Futures flat as Hurricane Harvey weighs on oil, dollar

Paterniano Del Favero
Agosto 29, 2017

There may also be around 300,000 bpd of onshore US production shut in, trading sources said.

The uncertainty pushed investors toward safe-haven assets, with U.S. Treasuries holding steady ahead of the employment data on Friday, while gold rose to its highest in more than a week.

As a result, the discount of US WTI versus Brent surpassed $5 per barrel, its widest in more than two years.

Refineries in Europe and Asia were already gearing up to replace the lost oil products, while the International Energy Agency said it could release emergency oil stocks in the event of extended outages.

The Gulf of Mexico alone accounts for 20 percent of U.S. production.

"Given that a significant portion of refining capacity in the US Gulf Coast is shut, we are likely to witness a situation of high domestic crude stockpiles, which will put pressure on prices", Amit Musaddy of energy consultancy Trifecta told AFP. "If those two were isolated, it would increase crude stocks by 14 million barrels a day every week and reduce gasoline and diesel stocks by 7 million and 3.5 million barrels, respectively".

About 26 percent of Gulf natural gas production is offline, or about 828 million cubic feet (23.4 million cubic meters) per day, BSEE said.

Despite this, crude remains in ample supply, resulting in low prices.

Meanwhile, putting Gulf production into further perspective, he pointed out that Harvey has caused less devastation for offshore production than Hurricane Ivan in 2004, or Hurricane Katrina in 2005.

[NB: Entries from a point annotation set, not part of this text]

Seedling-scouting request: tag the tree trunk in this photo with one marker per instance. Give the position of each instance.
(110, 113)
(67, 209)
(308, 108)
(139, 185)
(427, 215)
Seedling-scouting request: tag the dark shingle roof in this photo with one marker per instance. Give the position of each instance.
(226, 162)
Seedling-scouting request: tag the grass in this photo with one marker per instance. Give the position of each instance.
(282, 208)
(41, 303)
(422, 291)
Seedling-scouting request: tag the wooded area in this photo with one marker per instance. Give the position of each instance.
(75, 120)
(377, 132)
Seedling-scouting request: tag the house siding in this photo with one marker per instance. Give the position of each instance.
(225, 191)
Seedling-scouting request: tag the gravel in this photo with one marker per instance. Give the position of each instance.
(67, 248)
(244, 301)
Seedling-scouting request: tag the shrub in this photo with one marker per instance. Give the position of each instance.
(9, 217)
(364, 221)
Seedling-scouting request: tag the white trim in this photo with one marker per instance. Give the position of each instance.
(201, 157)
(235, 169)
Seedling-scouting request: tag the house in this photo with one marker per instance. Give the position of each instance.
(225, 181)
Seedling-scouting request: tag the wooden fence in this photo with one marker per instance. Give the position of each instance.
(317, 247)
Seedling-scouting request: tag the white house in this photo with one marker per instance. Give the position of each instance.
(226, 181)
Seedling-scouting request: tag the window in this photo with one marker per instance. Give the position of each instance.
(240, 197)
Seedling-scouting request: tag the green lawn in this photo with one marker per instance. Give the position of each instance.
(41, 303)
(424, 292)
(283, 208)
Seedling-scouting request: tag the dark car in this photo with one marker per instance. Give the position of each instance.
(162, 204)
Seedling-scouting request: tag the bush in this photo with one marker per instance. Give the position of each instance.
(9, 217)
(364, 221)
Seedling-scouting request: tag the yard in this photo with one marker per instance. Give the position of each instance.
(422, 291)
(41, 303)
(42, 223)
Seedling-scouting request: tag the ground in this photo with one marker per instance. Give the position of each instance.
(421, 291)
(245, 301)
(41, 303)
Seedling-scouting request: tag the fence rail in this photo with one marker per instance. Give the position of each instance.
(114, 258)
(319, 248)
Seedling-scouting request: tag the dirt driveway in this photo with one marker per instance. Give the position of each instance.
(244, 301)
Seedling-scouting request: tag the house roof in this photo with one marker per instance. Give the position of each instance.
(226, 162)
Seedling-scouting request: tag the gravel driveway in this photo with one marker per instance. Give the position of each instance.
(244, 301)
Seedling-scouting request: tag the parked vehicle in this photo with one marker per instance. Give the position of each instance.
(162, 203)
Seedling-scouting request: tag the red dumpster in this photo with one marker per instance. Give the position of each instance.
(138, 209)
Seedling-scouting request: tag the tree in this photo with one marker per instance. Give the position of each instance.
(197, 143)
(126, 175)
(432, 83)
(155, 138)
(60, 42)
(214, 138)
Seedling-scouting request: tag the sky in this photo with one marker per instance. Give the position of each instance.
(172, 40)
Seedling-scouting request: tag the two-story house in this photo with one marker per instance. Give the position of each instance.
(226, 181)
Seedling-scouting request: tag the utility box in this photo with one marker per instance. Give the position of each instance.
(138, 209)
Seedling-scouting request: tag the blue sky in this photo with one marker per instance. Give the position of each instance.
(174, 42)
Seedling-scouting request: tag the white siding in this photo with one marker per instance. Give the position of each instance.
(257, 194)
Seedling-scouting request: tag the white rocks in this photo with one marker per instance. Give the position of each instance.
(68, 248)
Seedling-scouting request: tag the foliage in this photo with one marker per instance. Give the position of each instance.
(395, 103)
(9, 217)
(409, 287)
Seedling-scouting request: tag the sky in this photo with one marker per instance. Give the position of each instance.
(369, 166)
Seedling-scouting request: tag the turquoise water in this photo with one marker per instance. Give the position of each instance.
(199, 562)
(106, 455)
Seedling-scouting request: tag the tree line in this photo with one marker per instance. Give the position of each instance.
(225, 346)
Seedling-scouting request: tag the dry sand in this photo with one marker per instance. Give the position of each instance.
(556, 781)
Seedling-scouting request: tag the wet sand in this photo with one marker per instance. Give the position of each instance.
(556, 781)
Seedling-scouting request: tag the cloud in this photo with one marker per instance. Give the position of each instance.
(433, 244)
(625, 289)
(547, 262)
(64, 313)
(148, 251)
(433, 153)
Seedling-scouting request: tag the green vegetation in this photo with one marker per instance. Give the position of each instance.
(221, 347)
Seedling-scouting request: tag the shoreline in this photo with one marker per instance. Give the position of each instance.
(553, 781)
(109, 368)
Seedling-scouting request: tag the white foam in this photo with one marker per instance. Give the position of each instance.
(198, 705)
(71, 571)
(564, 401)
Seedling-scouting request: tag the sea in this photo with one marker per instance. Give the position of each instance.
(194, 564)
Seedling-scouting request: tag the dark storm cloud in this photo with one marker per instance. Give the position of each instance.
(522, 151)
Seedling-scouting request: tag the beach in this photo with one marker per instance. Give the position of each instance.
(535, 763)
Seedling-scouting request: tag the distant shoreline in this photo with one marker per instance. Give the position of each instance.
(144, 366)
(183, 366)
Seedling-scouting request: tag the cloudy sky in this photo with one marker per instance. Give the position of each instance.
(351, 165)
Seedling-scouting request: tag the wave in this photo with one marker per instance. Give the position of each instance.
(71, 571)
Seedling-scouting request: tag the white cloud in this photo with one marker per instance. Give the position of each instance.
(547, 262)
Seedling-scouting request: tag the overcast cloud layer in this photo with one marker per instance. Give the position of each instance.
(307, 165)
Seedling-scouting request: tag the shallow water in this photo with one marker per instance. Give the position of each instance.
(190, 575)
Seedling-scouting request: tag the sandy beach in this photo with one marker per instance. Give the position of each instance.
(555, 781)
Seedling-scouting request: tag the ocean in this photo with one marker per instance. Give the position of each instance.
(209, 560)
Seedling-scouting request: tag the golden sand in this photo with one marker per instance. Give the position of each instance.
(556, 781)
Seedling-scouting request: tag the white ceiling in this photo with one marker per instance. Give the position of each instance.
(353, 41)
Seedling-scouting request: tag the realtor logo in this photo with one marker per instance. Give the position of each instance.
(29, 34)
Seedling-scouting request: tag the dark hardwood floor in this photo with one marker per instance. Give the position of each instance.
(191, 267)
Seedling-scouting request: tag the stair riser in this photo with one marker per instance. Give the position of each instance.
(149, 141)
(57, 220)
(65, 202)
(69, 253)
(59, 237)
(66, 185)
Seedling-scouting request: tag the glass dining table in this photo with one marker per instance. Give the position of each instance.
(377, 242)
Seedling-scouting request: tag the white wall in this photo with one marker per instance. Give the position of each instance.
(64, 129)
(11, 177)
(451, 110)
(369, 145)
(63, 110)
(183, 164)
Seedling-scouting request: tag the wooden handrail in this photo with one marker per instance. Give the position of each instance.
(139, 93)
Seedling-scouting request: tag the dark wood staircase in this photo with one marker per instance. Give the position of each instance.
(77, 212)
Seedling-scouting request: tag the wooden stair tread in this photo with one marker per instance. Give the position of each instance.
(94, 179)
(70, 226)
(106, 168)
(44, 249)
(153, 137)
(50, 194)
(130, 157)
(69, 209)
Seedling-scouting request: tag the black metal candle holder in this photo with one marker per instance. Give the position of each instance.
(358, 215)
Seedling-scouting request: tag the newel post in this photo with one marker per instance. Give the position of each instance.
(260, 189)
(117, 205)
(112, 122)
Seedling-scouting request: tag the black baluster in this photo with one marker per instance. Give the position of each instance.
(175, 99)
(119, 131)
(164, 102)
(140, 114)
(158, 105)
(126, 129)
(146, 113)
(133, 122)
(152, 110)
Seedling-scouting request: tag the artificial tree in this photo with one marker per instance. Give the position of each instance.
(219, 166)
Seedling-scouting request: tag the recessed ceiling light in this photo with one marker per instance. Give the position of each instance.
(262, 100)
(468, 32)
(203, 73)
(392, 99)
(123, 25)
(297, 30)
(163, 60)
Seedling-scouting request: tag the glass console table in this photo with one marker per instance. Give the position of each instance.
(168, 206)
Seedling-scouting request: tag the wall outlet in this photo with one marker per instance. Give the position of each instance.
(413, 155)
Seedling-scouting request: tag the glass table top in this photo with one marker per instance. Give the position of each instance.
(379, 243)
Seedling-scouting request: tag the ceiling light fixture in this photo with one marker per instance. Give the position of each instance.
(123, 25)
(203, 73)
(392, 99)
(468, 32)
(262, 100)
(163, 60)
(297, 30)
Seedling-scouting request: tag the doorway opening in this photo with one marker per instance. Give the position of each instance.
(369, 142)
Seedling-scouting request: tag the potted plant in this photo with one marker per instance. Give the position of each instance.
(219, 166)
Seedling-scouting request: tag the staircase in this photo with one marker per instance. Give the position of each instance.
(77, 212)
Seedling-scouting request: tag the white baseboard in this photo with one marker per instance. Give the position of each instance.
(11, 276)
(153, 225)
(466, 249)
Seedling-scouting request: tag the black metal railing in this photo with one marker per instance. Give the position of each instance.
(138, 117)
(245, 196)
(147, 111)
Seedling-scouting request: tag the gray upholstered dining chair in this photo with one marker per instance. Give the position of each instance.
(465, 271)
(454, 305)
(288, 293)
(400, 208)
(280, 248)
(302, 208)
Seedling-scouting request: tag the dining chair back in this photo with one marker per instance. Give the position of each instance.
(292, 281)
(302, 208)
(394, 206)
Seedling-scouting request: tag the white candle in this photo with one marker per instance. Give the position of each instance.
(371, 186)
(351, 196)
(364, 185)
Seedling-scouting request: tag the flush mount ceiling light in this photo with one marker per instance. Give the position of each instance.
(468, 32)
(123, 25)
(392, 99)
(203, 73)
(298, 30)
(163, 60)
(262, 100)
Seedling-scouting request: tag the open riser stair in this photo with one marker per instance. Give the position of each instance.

"Shale means less vulnerability to hurricanes", said Michael Lynch, president of president of Strategic Energy & Economic Research-"but more to flooding", which can inundate refineries.

United States weather services downgraded Harvey to a tropical storm on Saturday but torrential rains have continued to drown the area and are expected to continue for most of the week.

U.S. West Texas Intermediate (WTI) crude edged down 24 cents to $46.33 after falling more than 2 percent in the previous session and trading as high as $46.96 earlier in the day.

"With differentials so high, there is a reduced incentive for exports to the US", said Jay Hatfield, portfolio manager of InfraCap's MLP exchange-traded fund.